安倍晋三首相が掲げる「アベノミクス」を成功に導くにはアベノミクスが掲げる「三本の矢」の1つである「成長戦略」が不可欠である。産業競争力会議の「論客」が、日本復活の“秘策”を語った。

【田原】少子化対策についてお聞きしたい。いま日本の合計特殊出生率は1.39です。一方、アメリカやフランスは2以上ある。人口減少が続く中で経済成長はありえないと思いますが、この問題はどうやって解決しますか。

【新浪】いま私は2030年までに合計特殊出生率2.1という目標を打ち出してほしいと提案しています。移民もダメ、人口減もストップできないのでは、経済成長はできず、我々の生活も豊かにならないからです。生産性向上のためのイノベーションだけでは、経済成長は実現できません。やはり、“人”は必要です。私は経済成長の目的は、3世代が楽しく暮らせることだと思います。おじいちゃん、おばあちゃん世代だけがよければいいということではなく、お父さん、お母さん、子どもが豊かな生活をおくれる。このサイクルが実現できたうえでの経済成長です。

高齢者は、農協以上の強敵

【田原】30年に2.1にするために、どういうことをやろうとしていますか。

【新浪】重要なのはダブルインカムを増やすことです。世帯収入を上げるために、女性に働いてもらうのです。

【田原】そこは議論になるところでしょう。世の中には、女性が社会に出て働くから子どもが生まれないのではないかという声も根強くある。

【新浪】じつは統計を見ると、ダブルインカム世帯のほうが全体的に出生率が高いのです。とくに北陸3県は、この傾向が顕著です。なぜかというと、地方では夫婦2人で働いていても、おじいちゃん、おばあちゃんが孫の面倒を見てくれるから。東京は状況が違うので、幼稚園と保育所を一体化する「幼保一体」、もしくはさらに保育施設をつくっていく対策が必要だと思います。

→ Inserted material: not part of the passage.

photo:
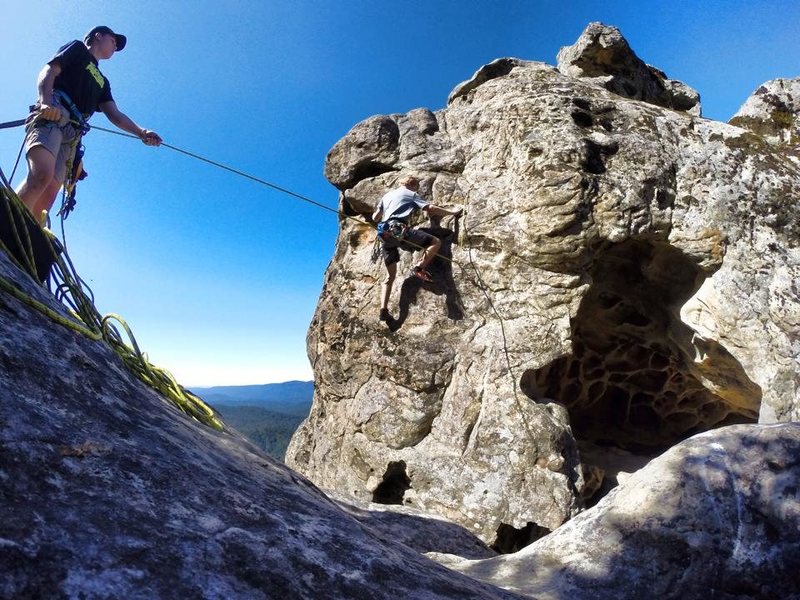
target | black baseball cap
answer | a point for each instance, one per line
(121, 39)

大切なのは、政府でガイドラインをつくり、あとは地域に合わせて任せることです。都市部では横浜市の林文子市長のように待機児童ゼロを目指せばいいし、地方では、敬老の日におじいちゃん、おばあちゃんに紅白まんじゅうを配り、「子どもたちをよく育ててくれました」とお礼をしたっていい。全国すべて一律にやる必要はないです。